Wow. EDRM/FERC/Enron Data Privacy Breaches

May 2, 2013

It is a startling revelation when you learn that a dataset that has been public for years and contains over 7,500 instances of unredacted social security numbers, credit card numbers, dates of birth, home addresses and phone numbers. But that is precisely the claim of John Martin, the CEO and founder of BeyondRecognition.

The EDRM Enron Email Data Set v2 (EDRM Data) is a collection of documents originally gathered by the Federal Energy Regulatory Commission (FERC) as part of its investigation of Enron's energy trading practices and then made public by FERC. The EDRM data is a reworked version of the original documents which was available for download over an extended period of time at EDRM's website – it has since been transferred to Amazon Web Services for downloading, though there is a link from EDRM to the download site.

Why have so many people/teams worked with the data for years without discovering all the personally identifiable information (PII)? EDRM teams worked with it. The NIST-sponsored Text Retrieval Conference (TREC) Legal Track for 2010 and 2011 used that data set. Teams from around the world used it.

Beyond Recognition acknowledges that it worked with the data set for several months without checking for PII – it was an accidental discovery when testing its mass redaction tool.

Let me make it clear that I understand that publishing a post on this issue serves the business interests of BeyondRecognition – John Martin himself is quick to point that out. Whatever the motivation, there is a lot of sound advice in the post about identifying and removing PII.

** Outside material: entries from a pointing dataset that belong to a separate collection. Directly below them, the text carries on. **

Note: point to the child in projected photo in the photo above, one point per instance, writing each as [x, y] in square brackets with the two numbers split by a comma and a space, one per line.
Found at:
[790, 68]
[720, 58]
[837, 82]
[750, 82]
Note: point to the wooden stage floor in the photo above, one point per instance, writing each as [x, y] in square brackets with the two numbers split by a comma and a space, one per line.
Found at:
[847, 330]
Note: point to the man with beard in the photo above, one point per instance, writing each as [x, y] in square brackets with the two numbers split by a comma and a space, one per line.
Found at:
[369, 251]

Putting motivation to one side, it is a real issue that publication of this data set necessarily meant that a data breach had taken place and it is astonishing that no one ever checked for PII. EDRM, in an e-mail I have seen, acknowledges that it is aware of the PII content and is working with an EDRM partner to make "a PII clean" version of the data available via EDRM.

But if the data breach was known, why were the proper authorities not notified?

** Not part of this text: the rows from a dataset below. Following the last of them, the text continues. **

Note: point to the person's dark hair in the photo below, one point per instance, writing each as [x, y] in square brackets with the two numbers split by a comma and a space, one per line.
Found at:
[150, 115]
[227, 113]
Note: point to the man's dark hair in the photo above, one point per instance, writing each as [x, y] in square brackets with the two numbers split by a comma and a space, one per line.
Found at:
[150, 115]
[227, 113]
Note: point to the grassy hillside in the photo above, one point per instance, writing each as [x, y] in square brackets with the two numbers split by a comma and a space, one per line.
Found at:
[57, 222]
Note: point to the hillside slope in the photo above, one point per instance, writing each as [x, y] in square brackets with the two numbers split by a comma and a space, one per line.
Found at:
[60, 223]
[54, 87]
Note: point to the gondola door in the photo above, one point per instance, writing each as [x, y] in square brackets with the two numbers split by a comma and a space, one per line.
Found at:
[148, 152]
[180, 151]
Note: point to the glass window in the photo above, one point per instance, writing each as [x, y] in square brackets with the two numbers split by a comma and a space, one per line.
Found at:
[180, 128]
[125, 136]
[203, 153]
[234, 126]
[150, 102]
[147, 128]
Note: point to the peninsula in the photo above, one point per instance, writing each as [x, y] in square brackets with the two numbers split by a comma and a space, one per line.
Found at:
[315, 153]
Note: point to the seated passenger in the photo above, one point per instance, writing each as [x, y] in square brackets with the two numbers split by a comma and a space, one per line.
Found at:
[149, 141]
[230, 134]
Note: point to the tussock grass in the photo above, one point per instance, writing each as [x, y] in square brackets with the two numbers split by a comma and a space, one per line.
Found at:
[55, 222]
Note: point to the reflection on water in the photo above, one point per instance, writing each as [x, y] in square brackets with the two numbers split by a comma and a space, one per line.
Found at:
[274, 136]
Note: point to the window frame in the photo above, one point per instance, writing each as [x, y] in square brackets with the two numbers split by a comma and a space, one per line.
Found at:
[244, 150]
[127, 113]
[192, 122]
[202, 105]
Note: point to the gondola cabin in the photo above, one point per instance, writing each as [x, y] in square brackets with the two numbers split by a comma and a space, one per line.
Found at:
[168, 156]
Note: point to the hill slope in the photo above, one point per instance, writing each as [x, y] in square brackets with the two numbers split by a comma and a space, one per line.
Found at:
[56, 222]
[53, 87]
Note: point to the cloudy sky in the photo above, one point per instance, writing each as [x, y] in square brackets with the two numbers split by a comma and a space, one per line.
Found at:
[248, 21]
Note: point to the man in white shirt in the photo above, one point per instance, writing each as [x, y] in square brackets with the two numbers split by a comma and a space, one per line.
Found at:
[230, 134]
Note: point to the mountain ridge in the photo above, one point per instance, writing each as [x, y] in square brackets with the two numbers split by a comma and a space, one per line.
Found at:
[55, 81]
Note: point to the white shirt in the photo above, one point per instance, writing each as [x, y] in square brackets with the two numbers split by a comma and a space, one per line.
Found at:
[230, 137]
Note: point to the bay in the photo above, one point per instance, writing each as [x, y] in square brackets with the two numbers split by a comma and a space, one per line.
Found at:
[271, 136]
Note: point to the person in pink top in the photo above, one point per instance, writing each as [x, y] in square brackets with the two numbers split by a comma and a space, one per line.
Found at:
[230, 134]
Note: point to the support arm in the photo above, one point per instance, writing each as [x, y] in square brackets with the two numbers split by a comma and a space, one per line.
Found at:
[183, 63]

At this point, BeyondRecognition has notified EDRM, FERC, Amazon Web Services, the FTC and the Texas Attorney General.

Let me hasten to add that I have no personal knowledge of what has gone on here – but it is disturbing that no one looked for PII when the data was made available and that no one (other than John Martin) reported the breach.

So . . . if there is something I am missing – if other players on this stage wish to have a voice, I urge them to write a measured response, which I'll be happy to post.